The most significant effort involved in CCI computation is the collection of data for all the cloud apps that exist today. The data that we collect fall into seven different functional categories, including identity and access control, file sharing, data classification; encryption, audit and alert; certifications and compliance; and disaster recovery and business continuity. These categories are adapted by the Cloud Security Alliance’s (CSA) Cloud Controls Matrix (CCM), version 1.4. CSA’s goal is to promote the use of best practices for providing security assurance within cloud computing. Our data collection team at Netskope has worked tirelessly to gather data on cloud apps and to ensure that the collected data are accurate. On top of this, the team keeps track of new app features and keeping our data updated accordingly.

CCI Algorithm

The first step in the CCI computation algorithm is to understand the data collected for various apps. The data Netskope has collected can be answers to different types of questions including yes/no questions, multiple choice questions, and free-form questions.

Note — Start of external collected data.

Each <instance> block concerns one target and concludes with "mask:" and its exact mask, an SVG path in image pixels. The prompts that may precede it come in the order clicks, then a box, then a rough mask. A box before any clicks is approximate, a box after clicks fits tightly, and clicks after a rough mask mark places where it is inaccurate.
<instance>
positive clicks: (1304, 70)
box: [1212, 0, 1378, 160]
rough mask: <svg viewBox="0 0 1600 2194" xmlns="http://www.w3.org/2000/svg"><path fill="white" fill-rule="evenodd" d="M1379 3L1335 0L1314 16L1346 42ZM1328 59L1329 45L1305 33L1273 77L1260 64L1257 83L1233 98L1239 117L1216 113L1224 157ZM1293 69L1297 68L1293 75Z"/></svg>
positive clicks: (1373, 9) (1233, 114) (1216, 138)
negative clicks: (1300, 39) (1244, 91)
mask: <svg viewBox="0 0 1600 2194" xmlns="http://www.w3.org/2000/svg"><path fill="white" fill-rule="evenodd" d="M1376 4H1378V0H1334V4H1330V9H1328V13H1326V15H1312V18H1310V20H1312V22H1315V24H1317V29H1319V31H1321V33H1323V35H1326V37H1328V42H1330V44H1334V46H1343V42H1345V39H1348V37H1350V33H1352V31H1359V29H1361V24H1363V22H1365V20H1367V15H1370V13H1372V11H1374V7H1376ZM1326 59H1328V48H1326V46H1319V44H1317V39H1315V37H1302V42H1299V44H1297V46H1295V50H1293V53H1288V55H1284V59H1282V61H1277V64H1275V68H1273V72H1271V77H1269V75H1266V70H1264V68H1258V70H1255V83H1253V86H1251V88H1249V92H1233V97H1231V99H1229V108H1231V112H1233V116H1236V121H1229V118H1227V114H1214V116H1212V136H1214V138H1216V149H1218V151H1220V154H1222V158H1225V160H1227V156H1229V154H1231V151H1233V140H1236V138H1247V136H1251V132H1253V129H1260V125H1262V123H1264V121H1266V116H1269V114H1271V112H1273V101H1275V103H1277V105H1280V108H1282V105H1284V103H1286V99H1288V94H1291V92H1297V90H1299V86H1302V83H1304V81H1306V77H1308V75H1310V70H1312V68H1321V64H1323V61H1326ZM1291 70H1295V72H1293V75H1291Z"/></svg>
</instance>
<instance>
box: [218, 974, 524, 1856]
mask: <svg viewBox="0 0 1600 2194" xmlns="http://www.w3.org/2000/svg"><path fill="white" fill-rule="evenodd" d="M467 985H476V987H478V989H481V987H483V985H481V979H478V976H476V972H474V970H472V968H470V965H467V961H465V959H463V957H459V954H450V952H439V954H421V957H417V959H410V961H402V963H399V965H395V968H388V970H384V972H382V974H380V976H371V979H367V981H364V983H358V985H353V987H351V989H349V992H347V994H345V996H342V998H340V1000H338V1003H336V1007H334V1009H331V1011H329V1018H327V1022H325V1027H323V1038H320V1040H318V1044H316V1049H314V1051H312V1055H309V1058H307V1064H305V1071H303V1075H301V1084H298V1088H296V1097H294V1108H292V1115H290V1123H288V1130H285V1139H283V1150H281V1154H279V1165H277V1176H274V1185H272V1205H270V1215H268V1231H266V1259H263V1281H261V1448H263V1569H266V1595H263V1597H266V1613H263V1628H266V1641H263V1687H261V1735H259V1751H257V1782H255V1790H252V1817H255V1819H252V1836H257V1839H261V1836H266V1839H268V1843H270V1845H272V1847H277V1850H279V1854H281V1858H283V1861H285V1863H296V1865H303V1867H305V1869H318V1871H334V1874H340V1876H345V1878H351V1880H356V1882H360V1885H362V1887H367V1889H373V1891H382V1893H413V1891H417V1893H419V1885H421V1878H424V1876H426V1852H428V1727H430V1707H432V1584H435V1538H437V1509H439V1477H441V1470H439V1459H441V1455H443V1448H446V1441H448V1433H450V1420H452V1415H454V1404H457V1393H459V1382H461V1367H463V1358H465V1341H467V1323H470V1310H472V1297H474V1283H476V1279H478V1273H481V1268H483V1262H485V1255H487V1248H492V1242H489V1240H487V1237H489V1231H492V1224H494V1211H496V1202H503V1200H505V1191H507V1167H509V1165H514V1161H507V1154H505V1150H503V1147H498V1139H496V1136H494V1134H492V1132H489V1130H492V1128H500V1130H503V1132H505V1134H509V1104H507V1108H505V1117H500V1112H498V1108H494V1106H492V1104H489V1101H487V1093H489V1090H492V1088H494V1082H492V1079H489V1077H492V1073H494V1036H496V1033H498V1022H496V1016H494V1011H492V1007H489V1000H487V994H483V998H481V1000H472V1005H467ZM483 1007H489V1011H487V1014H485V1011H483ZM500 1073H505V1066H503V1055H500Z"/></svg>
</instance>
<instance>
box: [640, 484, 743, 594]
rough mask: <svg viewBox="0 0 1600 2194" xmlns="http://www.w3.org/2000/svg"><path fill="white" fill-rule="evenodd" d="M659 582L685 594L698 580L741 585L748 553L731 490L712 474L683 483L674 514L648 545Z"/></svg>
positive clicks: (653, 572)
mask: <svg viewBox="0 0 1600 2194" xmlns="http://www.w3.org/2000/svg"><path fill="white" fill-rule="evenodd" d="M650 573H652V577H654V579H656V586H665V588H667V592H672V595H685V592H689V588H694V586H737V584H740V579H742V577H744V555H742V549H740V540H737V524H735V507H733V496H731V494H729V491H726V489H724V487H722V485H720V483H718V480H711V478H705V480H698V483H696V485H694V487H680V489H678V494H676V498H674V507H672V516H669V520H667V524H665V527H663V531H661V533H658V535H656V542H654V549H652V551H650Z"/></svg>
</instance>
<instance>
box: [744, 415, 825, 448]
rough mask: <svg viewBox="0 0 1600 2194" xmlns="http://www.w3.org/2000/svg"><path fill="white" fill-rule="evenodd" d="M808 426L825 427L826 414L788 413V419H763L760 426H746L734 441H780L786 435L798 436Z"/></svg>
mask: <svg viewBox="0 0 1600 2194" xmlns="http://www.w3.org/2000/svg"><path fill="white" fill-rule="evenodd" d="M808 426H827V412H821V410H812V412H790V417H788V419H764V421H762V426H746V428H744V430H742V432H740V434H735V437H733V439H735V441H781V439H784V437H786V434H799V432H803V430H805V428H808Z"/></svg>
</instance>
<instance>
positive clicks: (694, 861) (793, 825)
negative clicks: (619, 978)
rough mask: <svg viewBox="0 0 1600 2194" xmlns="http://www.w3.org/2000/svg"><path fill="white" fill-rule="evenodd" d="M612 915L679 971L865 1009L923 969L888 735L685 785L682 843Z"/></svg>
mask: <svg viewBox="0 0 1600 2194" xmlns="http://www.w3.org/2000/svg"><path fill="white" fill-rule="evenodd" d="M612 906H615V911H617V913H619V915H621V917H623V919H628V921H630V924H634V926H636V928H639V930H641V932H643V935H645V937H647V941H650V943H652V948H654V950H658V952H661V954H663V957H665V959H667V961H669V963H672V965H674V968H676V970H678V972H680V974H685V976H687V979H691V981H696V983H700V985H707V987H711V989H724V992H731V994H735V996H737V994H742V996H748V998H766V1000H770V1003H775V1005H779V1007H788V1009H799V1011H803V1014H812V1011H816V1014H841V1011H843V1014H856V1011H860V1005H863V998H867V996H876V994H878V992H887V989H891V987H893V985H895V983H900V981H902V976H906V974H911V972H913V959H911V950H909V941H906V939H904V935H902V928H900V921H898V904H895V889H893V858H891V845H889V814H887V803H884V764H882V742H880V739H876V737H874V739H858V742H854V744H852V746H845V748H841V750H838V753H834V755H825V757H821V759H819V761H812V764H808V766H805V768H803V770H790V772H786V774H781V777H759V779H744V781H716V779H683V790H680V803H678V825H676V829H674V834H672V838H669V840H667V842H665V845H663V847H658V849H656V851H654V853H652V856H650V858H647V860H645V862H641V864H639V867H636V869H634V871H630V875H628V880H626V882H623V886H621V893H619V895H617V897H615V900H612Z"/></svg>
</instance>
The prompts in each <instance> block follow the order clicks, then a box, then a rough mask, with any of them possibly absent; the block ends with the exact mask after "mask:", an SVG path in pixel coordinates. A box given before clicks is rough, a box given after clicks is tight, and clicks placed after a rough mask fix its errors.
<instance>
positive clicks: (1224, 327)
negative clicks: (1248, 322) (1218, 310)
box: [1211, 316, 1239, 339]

As a pre-processing step, we convert all of the questions/answers into attributes – some questions/answers result in just one attribute while others result in multiple attributes. There are several challenges here:

  1. How can we process the different types of questions to create attributes that are comparable?
  2. How do we assign quantitative values to the attributes so that we can compute a quantitative CCI value?
  3. How do we take care of missing values? In other words, when dealing with such a large set of manually collected data, it is inevitable to run into a situation where some of the critical data points are missing. We need to deal with this scenario.

We address the above challenges to create attributes that have the following two properties:

  1. An attribute can take only one of the three integer values in the set {-1,0,+1}.
  2. A positive value (i.e., +1) of an attribute always represents “good” and negative value (i.e., -1) represents “bad.” A value of zero (0) implies that there is no answer for the attribute.

The second step in our algorithm is to use these attributes to compute a CCI score. Note that irrespective of whether an attribute corresponds to compliance certification or audit logging, we give it the same value. In other words, the attributes by themselves are all weighted equally – a value of 1 for “good” and a value of -1 for “bad.” Hence we need a technique to apply weights to these attributes so that we can extract meaningful values for every aspect of the app characteristic. To do this we follow the classical approach of rewards and penalties – reward an attribute that has a positive impact on the app behavior and penalize the attribute that has a negative impact on the app behavior. In our system, the rewards and penalties are in the range [0,5] and only take integer values.

It is worth noting that rewards and penalties for different cloud apps will be different. For instance, in a cloud storage app that deals with sensitive documents, it is very important to have the data-at-rest encryption capability, while it is not as important in an app that only deals with non-sensitive data. Hence, in our system, we assign different rewards and penalties for different categories of applications. Using the rewards and penalties, and a weighted averaging approach we compute a normalized CCI value for each app in the range [0,100]. Our initial findings from the CCI computation can be found in the Netskope Cloud Report.